Que l'on ne se méprenne cependant pas sur ce rapprochement entre droit et usage. Cette volonté de dire l'usage, de dire le bon usage, ne signifie aucunement réclamer quelque pouvoir de police sur la langue. L'Académie française l'a toujours refusé ; si elle fit état de ce refus dans la préface de la première édition de son Dictionnaire, ce refus faisait déjà l'objet d'un consensus entre ses premiers membres, dès 1635.
Dire l'usage au XXIe siècle, c'est s'inscrire dans une tradition plusieurs fois séculaire, c'est vouloir être utile à ceux qui ont le français en partage, c'est répondre, par exemple, aux milliers de questions envoyées chaque année à l'Académie française ; c'est aussi, autant que faire se peut, prévenir ces questions.
Dire l'usage, c'est donc donner un point d'appui à ceux dont la démarche en matière de langue est hésitante. L'Académie française n'a pas d'autre ambition que celle-ci, qu'elle faisait déjà sienne en 1694, quand elle écrivait :

«Le Dictionnaire de l'Académie ne sera pas moins utile, tant à l'esgard des Estrangers qui aiment nostre Langue, qu'à l'esgard des François mesmes qui sont quelquefois en peine de la véritable signification des mots, ou qui n'en connoissent pas le bel usage, & qui seront bien aises d'y trouver des esclaircissemens à leurs doutes.»

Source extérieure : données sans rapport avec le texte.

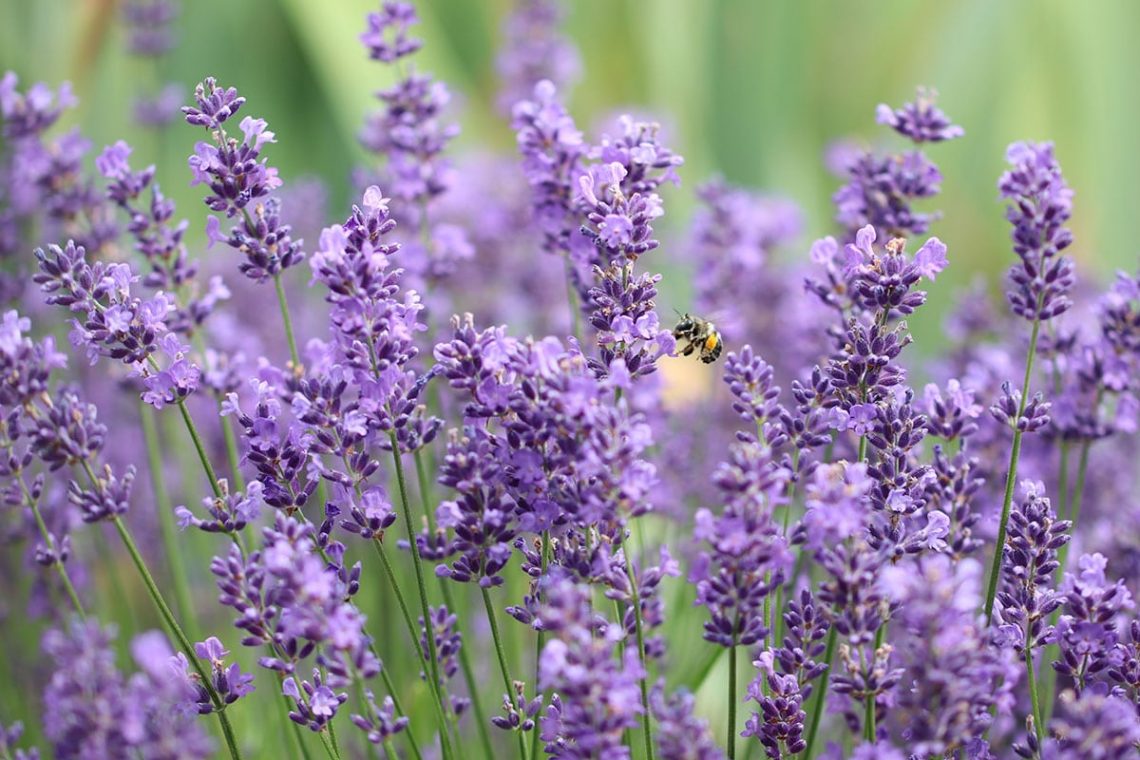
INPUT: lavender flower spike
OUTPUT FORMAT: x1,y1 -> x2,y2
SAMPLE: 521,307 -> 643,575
984,141 -> 1076,626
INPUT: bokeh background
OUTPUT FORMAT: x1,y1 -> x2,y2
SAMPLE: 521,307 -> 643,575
4,0 -> 1139,346
3,0 -> 1139,754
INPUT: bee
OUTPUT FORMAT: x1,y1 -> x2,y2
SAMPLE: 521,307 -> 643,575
672,312 -> 723,364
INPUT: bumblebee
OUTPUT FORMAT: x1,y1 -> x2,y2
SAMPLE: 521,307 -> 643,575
672,313 -> 723,364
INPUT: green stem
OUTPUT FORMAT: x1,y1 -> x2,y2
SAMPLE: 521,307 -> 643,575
141,403 -> 196,636
1055,440 -> 1091,583
564,256 -> 582,343
24,480 -> 85,618
380,666 -> 424,760
623,547 -> 655,760
371,540 -> 453,758
803,627 -> 838,760
1056,442 -> 1071,521
727,640 -> 738,759
865,623 -> 886,741
864,693 -> 875,741
273,273 -> 301,370
111,516 -> 243,760
439,578 -> 493,760
388,438 -> 454,760
177,399 -> 223,498
481,587 -> 529,760
1026,637 -> 1045,748
1043,438 -> 1094,723
327,716 -> 341,759
530,531 -> 552,760
284,693 -> 315,760
984,317 -> 1042,624
222,413 -> 246,491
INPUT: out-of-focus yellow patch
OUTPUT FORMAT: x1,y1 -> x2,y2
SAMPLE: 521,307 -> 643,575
660,355 -> 716,410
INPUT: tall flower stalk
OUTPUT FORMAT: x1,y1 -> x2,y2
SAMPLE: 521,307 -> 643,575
983,142 -> 1075,623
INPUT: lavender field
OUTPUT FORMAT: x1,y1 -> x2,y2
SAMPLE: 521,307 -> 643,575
2,1 -> 1140,758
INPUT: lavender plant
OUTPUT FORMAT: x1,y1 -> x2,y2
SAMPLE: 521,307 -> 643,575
3,3 -> 1140,760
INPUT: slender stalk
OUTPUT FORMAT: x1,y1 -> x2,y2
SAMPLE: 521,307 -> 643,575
563,257 -> 582,343
772,459 -> 803,653
1025,637 -> 1045,747
530,531 -> 552,760
388,437 -> 454,760
727,639 -> 738,759
803,627 -> 838,760
481,587 -> 529,760
864,692 -> 875,741
383,741 -> 399,760
371,539 -> 454,758
1043,437 -> 1094,722
328,717 -> 341,759
984,318 -> 1042,624
438,580 -> 493,760
1056,442 -> 1071,520
23,480 -> 85,618
110,516 -> 243,760
177,399 -> 223,498
623,549 -> 655,760
285,697 -> 315,760
863,623 -> 887,742
221,413 -> 246,490
140,403 -> 196,635
1055,439 -> 1092,583
273,273 -> 301,370
380,666 -> 424,760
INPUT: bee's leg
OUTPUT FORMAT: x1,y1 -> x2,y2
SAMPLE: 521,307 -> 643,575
678,340 -> 695,356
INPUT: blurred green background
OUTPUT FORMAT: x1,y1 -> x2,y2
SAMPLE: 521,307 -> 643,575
4,0 -> 1138,331
3,1 -> 1139,754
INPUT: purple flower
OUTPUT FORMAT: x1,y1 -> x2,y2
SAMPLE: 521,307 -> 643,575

Cette volonté de servir était aussi celle d'un de ses premiers membres, Vaugelas. Il fut moqué par Molière dans Les Femmes savantes, où il fait figure de censeur dogmatique. Et quand on présente son oeuvre, on signale ses Remarques sur la langue française, en oubliant le plus souvent la suite du titre : utiles à ceux qui veulent bien parler et bien écrire (1647).
Sans doute est-il important de signaler que l'Académie entend aujourd'hui encore aider tous ceux qui pourraient avoir des doutes sur quelque point de langue, et que pour toucher le plus grand nombre, elle a voulu que son Dictionnaire fût en libre accès sur l'internet. Les éditions précédentes étaient, il faut le reconnaître, peu accessibles. Parce qu'elles étaient peu diffusées, il était difficile de les consulter, et qui n'avait pas à proximité de son domicile une grande bibliothèque n'y avait pas accès. Aujourd'hui, son Dictionnaire est à tous moments à la disposition de chacun en tout point du globe.

Dire l'usage est une tâche que s'est assignée dès sa fondation l'Académie française, mais elle ne prétend pas, bien sûr, en être la seule investie. D'autres s'attachent avec elle à le dire, d'autres, bien avant elle, y consacrèrent leurs forces et leur savoir. Dire le bon usage, c'était déjà l'ambition du grammairien indien Panini au sixième siècle avant notre ère ; c'était aussi ce que fit le grammairien latin Probus, dont l'Appendix, lointain ancêtre de la rubrique Dire, ne pas dire, est une liste de formes latines fautives avec, en regard, les formes correctes.